In Colossians 3:18 wives are encouraged to “submit themselves to their husband, as it is fit in the Lord.” “Submit” does not mean to bow and scrape before, to serve as a slave serves a master. It means to give the husband a place of honor. No woman should marry a man who cannot be respected, and to whom tribute cannot be paid. Encouraging wives to honor their husbands does not imply dictatorship or tyranny, but rather to respect and recognize his spiritual leadership. Every father should be the spiritual leader in his home. Many fathers fail to do this by a country mile.

A husband is challenged “to love his wife even as Christ loved the church and gave Himself for it.” Do you think Christ would take unfair advantage of His church? Or be unfaithful to it? Do you think Christ would do anything to hurt His church? Not on your life! No wife need fear submitting (give honor) to a husband who loves her in the same way and to the same extent that Christ loves the church. The husband who does that has already submitted to her.

To understand marriage we must recognize that God gave to each of us a threefold nature: we are body, mind, and spirit. Normal life physically leads to health; normal life psychologically leads to happiness; normal life spiritually leads to holiness. If husbands and wives understand this threefold nature they will have a healthy and happy marriage.

A healthy marriage involves the physical, in which sex becomes the highest expression of love and oneness of which two humans are capable. The reason so many marriages fail is that they have only one-third of a marriage: a home based only on the physical, on sex – which is mere lust, not love. There are also homes that have two-thirds of a marriage in that they have physical relationships and psychological unity. To have a one-third marriage or a two-thirds marriage is to have less than a whole marriage, which includes spiritual wholeness.
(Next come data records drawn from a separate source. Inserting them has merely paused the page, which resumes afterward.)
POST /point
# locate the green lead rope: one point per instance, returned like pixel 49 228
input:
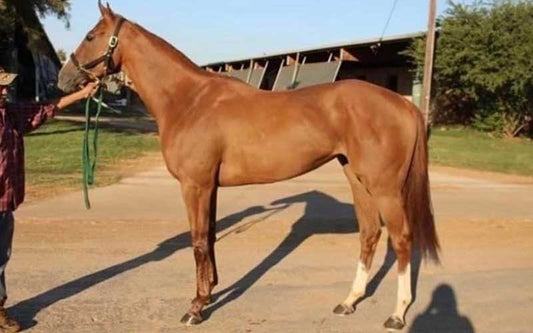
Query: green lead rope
pixel 88 165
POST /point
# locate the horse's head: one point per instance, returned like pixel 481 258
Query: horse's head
pixel 96 56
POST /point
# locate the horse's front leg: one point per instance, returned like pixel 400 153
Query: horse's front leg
pixel 200 202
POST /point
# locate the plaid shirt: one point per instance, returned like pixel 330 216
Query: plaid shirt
pixel 15 121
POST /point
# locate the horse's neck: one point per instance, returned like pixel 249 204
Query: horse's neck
pixel 163 77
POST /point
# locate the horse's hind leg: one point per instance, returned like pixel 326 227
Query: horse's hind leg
pixel 393 212
pixel 369 233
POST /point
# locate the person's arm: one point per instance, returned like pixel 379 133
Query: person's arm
pixel 67 100
pixel 32 116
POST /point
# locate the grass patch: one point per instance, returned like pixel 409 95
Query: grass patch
pixel 53 154
pixel 467 148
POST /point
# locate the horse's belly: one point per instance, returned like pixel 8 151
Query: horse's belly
pixel 268 166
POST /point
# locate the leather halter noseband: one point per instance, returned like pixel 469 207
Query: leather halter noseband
pixel 107 57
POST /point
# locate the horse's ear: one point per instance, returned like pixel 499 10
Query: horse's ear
pixel 109 10
pixel 103 10
pixel 106 11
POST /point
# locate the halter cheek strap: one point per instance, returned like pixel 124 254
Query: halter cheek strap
pixel 107 57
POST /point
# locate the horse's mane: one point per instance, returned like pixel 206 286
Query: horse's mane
pixel 167 48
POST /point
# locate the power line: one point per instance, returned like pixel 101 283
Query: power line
pixel 378 44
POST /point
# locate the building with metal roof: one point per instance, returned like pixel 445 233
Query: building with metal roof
pixel 377 60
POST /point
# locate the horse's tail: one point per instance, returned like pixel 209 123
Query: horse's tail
pixel 417 198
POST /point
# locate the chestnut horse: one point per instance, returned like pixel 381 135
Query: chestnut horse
pixel 217 131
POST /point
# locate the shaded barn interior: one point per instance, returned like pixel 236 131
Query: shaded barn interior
pixel 379 61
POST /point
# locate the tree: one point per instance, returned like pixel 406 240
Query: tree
pixel 483 65
pixel 24 14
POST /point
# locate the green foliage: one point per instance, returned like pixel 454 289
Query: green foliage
pixel 468 148
pixel 484 65
pixel 53 153
pixel 16 14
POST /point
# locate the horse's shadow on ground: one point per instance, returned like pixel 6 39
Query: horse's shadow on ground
pixel 323 215
pixel 441 315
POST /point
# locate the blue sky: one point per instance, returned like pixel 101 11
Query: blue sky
pixel 211 31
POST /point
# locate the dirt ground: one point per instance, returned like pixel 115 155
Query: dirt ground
pixel 286 253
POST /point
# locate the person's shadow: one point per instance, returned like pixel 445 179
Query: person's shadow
pixel 25 311
pixel 441 315
pixel 323 215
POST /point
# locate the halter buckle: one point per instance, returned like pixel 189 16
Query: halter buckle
pixel 113 42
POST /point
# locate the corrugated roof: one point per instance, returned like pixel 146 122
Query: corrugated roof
pixel 359 42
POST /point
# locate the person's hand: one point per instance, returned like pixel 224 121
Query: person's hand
pixel 89 90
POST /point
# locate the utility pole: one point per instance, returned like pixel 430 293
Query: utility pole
pixel 428 63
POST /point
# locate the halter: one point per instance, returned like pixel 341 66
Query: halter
pixel 107 57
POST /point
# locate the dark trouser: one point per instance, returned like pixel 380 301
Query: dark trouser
pixel 6 238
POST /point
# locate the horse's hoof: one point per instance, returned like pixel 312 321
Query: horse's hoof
pixel 343 310
pixel 190 319
pixel 394 324
pixel 207 302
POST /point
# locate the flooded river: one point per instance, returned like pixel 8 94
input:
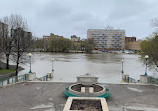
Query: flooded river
pixel 67 66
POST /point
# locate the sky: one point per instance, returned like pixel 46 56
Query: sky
pixel 75 17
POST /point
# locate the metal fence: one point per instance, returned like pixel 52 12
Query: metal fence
pixel 12 80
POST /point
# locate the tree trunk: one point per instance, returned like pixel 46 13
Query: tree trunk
pixel 17 66
pixel 7 61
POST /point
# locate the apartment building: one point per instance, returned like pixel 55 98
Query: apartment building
pixel 108 38
pixel 130 39
pixel 51 36
pixel 46 39
pixel 132 44
pixel 74 38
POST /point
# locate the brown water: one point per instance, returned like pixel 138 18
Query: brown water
pixel 67 66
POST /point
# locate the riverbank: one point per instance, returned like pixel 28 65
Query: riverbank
pixel 4 73
pixel 42 96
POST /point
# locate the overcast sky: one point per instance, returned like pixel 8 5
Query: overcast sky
pixel 74 17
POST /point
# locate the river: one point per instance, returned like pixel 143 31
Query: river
pixel 67 66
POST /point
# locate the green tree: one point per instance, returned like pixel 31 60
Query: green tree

Many marriages end up in divorce courts because those involved initially viewed marriage as a “short term option,” not as a lifetime contract which involves the words, “until death parts us.” Lack of planning prior to the wedding can leave couples totally unprepared when “moonlight and roses” turns into “daylight and diapers.” The same God who requires premarital chastity demands total post-marital fidelity – physically, psychologically, and spiritually.

If you do not have that kind of marriage, it is not too late to start anew. God will guide you every step of the way.